Academic Performance and Gender: Perceived Causes and Potential Consequences
Natasha Quadlin

About the research

Award

NAEd/Spencer Dissertation Fellowship

Award Year

2016

Institution

Indiana University

Primary Discipline

N/A
Student academic performance (e.g., grades, test scores, teacher assessments) matters a great deal within schools. Outside of educational contexts, however, academic performance has more ambiguous meaning and implications—both of which are intertwined with gender. Because gender influences the way people think about and evaluate measures of academic performance, scholars must consider how gender shapes the role of academic performance in society. To that end, this dissertation is comprised of three interrelated studies that share a core focus on gender and the social meaning and consequences of student achievement. These studies draw on multiple original experimental data sources, including an experimental telephone survey, online survey experiments, and an online audit experiment. The first study examines how Americans attribute the root cause of academic performance for boys and girls, including how academic performance is conceptualized in relation to intelligence. The second study considers the consequences of academic performance and gender in the family. I analyze how sibling differences in achievement and gender shape Americans’ ideas about how parents should allocate educational resources, such as homework help and college savings. The third study investigates the labor market consequences of academic performance and gender. I combine data from an audit experiment and related survey experiment to understand how and why employers evaluate college achievement for men and women. Collectively, this dissertation shows how gender affects the way people think about, interpret, and act upon student academic performance, while also demonstrating the versatility of experimental designs for education research.
About Natasha Quadlin
Natasha Quadlin is a PhD candidate in the Department of Sociology at Indiana University. Her research focuses on social inequalities in access and returns to education. In her dissertation, Natasha uses experimental methods and surveys to assess how gender shapes the evaluation of student academic performance, and how these evaluations matter outside of schools.
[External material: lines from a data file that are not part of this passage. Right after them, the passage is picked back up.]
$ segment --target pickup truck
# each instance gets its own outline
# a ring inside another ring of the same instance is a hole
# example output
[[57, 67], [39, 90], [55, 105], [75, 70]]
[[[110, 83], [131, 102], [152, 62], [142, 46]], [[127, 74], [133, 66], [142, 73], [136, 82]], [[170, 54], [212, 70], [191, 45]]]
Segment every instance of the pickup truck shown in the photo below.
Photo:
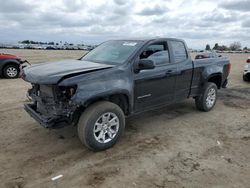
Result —
[[187, 98], [210, 111], [230, 67], [224, 57], [193, 61], [180, 39], [111, 40], [78, 60], [24, 68], [32, 85], [24, 109], [45, 128], [76, 125], [84, 145], [105, 150], [133, 114]]

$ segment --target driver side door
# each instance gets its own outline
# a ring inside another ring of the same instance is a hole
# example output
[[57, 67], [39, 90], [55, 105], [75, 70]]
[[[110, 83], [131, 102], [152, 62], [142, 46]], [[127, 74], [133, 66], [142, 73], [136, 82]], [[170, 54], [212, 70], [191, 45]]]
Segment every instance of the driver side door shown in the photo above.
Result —
[[134, 73], [134, 111], [172, 103], [177, 65], [170, 63], [167, 41], [149, 44], [138, 59], [150, 59], [155, 68]]

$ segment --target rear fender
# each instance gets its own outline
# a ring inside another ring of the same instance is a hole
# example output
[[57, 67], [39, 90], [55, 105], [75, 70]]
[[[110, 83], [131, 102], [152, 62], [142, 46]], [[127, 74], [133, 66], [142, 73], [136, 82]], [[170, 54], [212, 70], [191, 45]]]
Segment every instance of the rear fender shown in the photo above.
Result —
[[213, 80], [212, 82], [214, 82], [218, 88], [221, 88], [221, 84], [223, 83], [222, 75], [223, 75], [223, 66], [213, 64], [205, 67], [201, 74], [201, 82], [198, 87], [199, 88], [198, 93], [200, 93], [202, 91], [203, 86], [214, 77], [215, 78], [217, 77], [220, 80], [219, 81]]
[[223, 66], [211, 65], [205, 67], [202, 72], [203, 83], [207, 82], [211, 77], [223, 74]]

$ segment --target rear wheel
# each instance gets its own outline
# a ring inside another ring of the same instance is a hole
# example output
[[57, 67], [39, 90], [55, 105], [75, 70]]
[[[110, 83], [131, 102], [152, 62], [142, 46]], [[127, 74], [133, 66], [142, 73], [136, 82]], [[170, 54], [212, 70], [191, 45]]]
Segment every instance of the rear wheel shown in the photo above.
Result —
[[203, 86], [203, 90], [200, 96], [195, 98], [195, 104], [197, 109], [208, 112], [210, 111], [217, 100], [217, 85], [208, 82]]
[[17, 78], [19, 76], [19, 67], [14, 64], [6, 65], [3, 69], [3, 75], [5, 78]]
[[89, 149], [101, 151], [112, 147], [125, 128], [121, 108], [111, 102], [101, 101], [88, 107], [78, 122], [78, 136]]

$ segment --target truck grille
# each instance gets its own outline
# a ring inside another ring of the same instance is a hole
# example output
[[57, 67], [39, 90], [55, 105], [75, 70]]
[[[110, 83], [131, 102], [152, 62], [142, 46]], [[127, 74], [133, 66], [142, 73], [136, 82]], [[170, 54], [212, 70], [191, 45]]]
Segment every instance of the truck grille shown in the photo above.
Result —
[[44, 115], [55, 113], [55, 98], [53, 87], [49, 85], [39, 85], [37, 87], [36, 96], [37, 111]]
[[63, 101], [59, 95], [59, 88], [54, 85], [34, 84], [28, 94], [32, 98], [34, 105], [36, 105], [36, 111], [41, 116], [68, 115], [72, 110], [68, 102]]
[[54, 97], [52, 86], [40, 85], [38, 91], [41, 97]]

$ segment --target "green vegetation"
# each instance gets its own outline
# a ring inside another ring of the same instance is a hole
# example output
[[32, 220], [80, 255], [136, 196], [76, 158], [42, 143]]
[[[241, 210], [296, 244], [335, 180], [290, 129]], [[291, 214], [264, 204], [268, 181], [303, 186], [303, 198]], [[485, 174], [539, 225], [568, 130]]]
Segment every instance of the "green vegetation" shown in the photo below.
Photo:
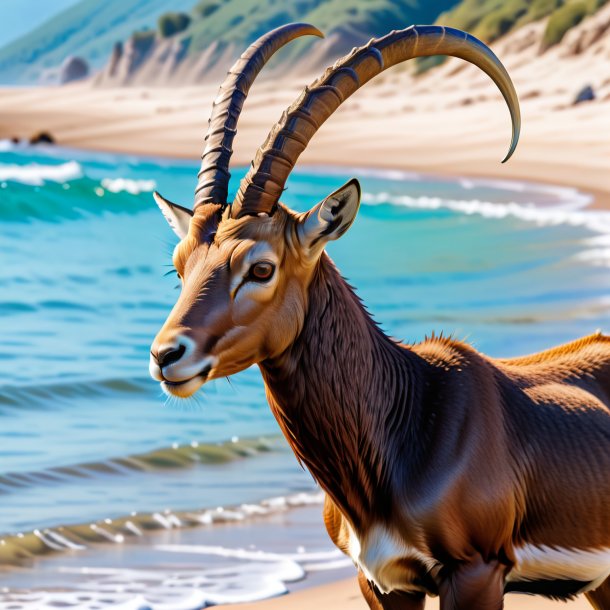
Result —
[[551, 16], [553, 31], [567, 30], [594, 13], [606, 0], [462, 0], [442, 13], [437, 23], [467, 30], [485, 42], [493, 42], [527, 23]]
[[163, 38], [170, 38], [183, 32], [191, 23], [191, 18], [186, 13], [164, 13], [159, 17], [157, 27]]
[[140, 30], [131, 35], [135, 47], [143, 53], [146, 53], [153, 46], [156, 37], [157, 34], [154, 30]]
[[597, 7], [594, 2], [576, 0], [559, 7], [549, 19], [544, 36], [542, 37], [542, 49], [546, 50], [561, 42], [566, 32], [578, 25], [588, 14], [595, 11]]
[[[528, 23], [549, 17], [542, 43], [546, 50], [561, 41], [565, 33], [607, 0], [461, 0], [438, 16], [437, 23], [474, 34], [489, 43]], [[424, 72], [442, 63], [432, 58], [420, 60]]]
[[210, 2], [210, 0], [202, 0], [193, 7], [193, 14], [197, 17], [209, 17], [219, 8], [219, 2]]
[[[522, 25], [550, 17], [543, 48], [607, 0], [80, 0], [29, 34], [0, 49], [0, 83], [36, 81], [69, 55], [101, 67], [117, 40], [133, 32], [175, 36], [187, 54], [211, 41], [243, 48], [264, 32], [290, 21], [305, 21], [326, 35], [339, 34], [338, 48], [349, 49], [367, 36], [380, 36], [412, 23], [441, 23], [467, 30], [486, 42]], [[158, 22], [158, 23], [157, 23]], [[139, 41], [142, 45], [149, 39]], [[312, 39], [295, 41], [284, 60], [301, 57]], [[419, 64], [424, 71], [437, 58]]]
[[[288, 23], [315, 24], [327, 36], [341, 31], [347, 40], [360, 43], [363, 35], [381, 36], [392, 29], [412, 23], [431, 23], [440, 11], [457, 0], [220, 0], [200, 3], [217, 8], [202, 19], [193, 20], [188, 29], [190, 53], [207, 48], [210, 40], [244, 46], [264, 32]], [[198, 6], [200, 6], [198, 5]], [[312, 40], [292, 43], [284, 58], [302, 56]]]
[[[290, 21], [313, 23], [327, 35], [340, 30], [347, 44], [352, 39], [358, 44], [367, 35], [383, 35], [412, 23], [431, 23], [457, 1], [81, 0], [0, 49], [0, 82], [35, 81], [44, 69], [61, 64], [68, 55], [83, 57], [93, 69], [101, 67], [117, 40], [126, 40], [134, 31], [151, 29], [157, 20], [161, 37], [184, 40], [189, 54], [207, 49], [214, 40], [244, 47]], [[185, 12], [189, 13], [189, 23]], [[284, 59], [301, 56], [311, 44], [311, 39], [295, 42], [283, 51]]]

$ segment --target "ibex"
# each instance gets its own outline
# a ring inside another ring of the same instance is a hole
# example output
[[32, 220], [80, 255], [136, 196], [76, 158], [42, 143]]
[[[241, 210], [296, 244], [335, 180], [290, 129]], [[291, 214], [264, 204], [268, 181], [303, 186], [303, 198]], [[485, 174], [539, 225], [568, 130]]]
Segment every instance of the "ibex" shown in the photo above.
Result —
[[[258, 364], [296, 457], [326, 492], [324, 520], [370, 608], [496, 610], [505, 592], [610, 609], [610, 337], [516, 359], [447, 338], [403, 345], [373, 322], [324, 251], [354, 221], [351, 180], [308, 212], [279, 201], [298, 156], [359, 87], [413, 57], [451, 55], [510, 77], [459, 30], [412, 26], [354, 49], [306, 88], [258, 150], [232, 203], [236, 124], [291, 24], [233, 66], [214, 103], [193, 210], [155, 199], [180, 238], [182, 290], [151, 375], [187, 397]], [[439, 142], [442, 144], [442, 140]], [[507, 157], [508, 158], [508, 157]]]

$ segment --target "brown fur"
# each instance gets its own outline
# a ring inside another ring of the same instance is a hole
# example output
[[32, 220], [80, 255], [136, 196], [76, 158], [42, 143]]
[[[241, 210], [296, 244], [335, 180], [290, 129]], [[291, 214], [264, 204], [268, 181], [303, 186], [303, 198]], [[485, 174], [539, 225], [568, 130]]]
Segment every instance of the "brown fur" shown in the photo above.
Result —
[[[432, 568], [393, 560], [410, 593], [383, 594], [361, 576], [371, 608], [419, 609], [423, 592], [440, 593], [447, 610], [500, 608], [516, 547], [610, 547], [608, 337], [499, 360], [444, 337], [400, 345], [326, 254], [304, 255], [307, 215], [204, 210], [176, 249], [183, 290], [156, 344], [188, 333], [218, 358], [210, 378], [260, 363], [286, 439], [327, 493], [340, 549], [350, 529], [364, 536], [377, 524], [433, 558]], [[229, 286], [261, 242], [277, 257], [277, 283], [235, 326], [244, 305]], [[607, 584], [588, 593], [598, 608], [608, 596]]]
[[501, 575], [515, 544], [610, 546], [607, 337], [497, 361], [444, 338], [399, 346], [323, 258], [301, 335], [261, 368], [339, 548], [345, 519]]

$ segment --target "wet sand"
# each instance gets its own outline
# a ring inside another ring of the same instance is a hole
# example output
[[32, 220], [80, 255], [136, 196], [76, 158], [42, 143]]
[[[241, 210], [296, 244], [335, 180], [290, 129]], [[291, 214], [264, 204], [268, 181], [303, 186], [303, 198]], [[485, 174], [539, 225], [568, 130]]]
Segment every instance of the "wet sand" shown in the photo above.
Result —
[[[235, 608], [236, 610], [368, 610], [368, 606], [360, 595], [360, 589], [355, 578], [323, 585], [306, 591], [299, 591], [289, 596], [266, 600], [257, 604], [240, 604], [239, 606], [218, 606], [221, 608]], [[438, 598], [429, 598], [426, 610], [437, 610]], [[568, 603], [546, 600], [530, 595], [507, 595], [504, 607], [506, 610], [553, 610], [566, 608], [566, 610], [590, 610], [591, 606], [583, 597]]]

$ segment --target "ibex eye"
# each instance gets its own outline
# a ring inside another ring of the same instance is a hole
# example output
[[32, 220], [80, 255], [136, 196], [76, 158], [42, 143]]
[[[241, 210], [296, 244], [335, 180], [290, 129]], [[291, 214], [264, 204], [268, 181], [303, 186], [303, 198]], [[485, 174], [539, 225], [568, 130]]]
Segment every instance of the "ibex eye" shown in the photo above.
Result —
[[250, 267], [250, 278], [257, 282], [265, 282], [271, 279], [275, 267], [271, 263], [255, 263]]

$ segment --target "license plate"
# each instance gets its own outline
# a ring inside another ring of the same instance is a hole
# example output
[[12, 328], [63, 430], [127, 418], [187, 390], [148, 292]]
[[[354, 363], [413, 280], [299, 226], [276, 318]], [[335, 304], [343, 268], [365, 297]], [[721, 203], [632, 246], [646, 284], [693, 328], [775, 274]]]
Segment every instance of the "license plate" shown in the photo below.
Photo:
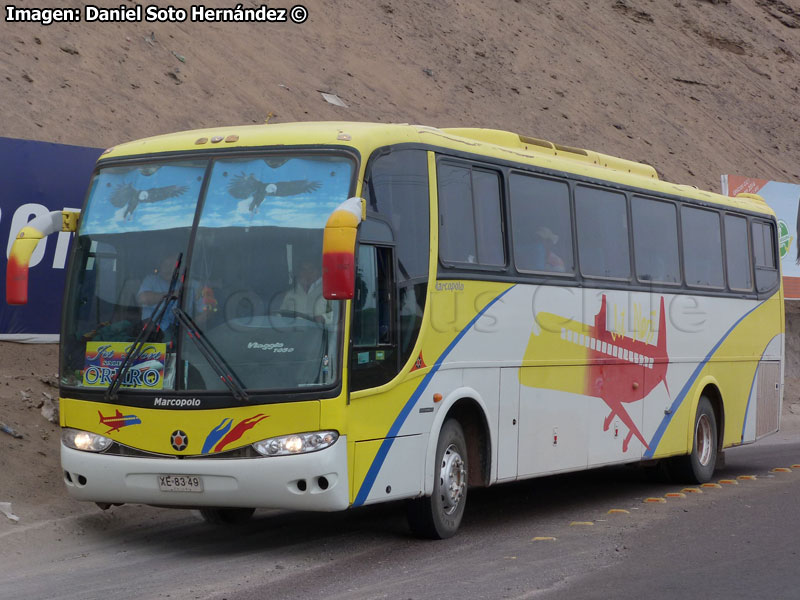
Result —
[[202, 492], [203, 478], [199, 475], [159, 475], [158, 489], [162, 492]]

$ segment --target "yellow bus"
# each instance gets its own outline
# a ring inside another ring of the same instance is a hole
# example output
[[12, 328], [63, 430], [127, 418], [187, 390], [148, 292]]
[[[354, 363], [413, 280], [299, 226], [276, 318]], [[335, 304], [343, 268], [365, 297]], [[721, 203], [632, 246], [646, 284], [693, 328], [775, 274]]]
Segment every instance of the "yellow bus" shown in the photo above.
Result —
[[292, 123], [107, 150], [76, 231], [69, 494], [200, 509], [405, 500], [662, 459], [708, 481], [778, 429], [776, 221], [757, 196], [511, 132]]

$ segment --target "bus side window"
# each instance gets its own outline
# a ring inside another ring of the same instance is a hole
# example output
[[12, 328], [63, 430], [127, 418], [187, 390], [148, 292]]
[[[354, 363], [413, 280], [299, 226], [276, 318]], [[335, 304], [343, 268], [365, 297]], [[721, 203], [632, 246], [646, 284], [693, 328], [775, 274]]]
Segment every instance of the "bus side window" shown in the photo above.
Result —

Other projects have examined inequalities in higher education (Social Forces, Gender & Society) and intersections between schools and families (Social Science Research). Her work has been funded by an NSF Graduate Research Fellowship and Dissertation Improvement Grant, as well as grants from the NLSY97 Postsecondary Research Network and Time-Sharing Experiments for the Social Sciences. Natasha earned a BS in social policy from Northwestern University and Master’s degrees in sociology and applied statistics from Indiana University.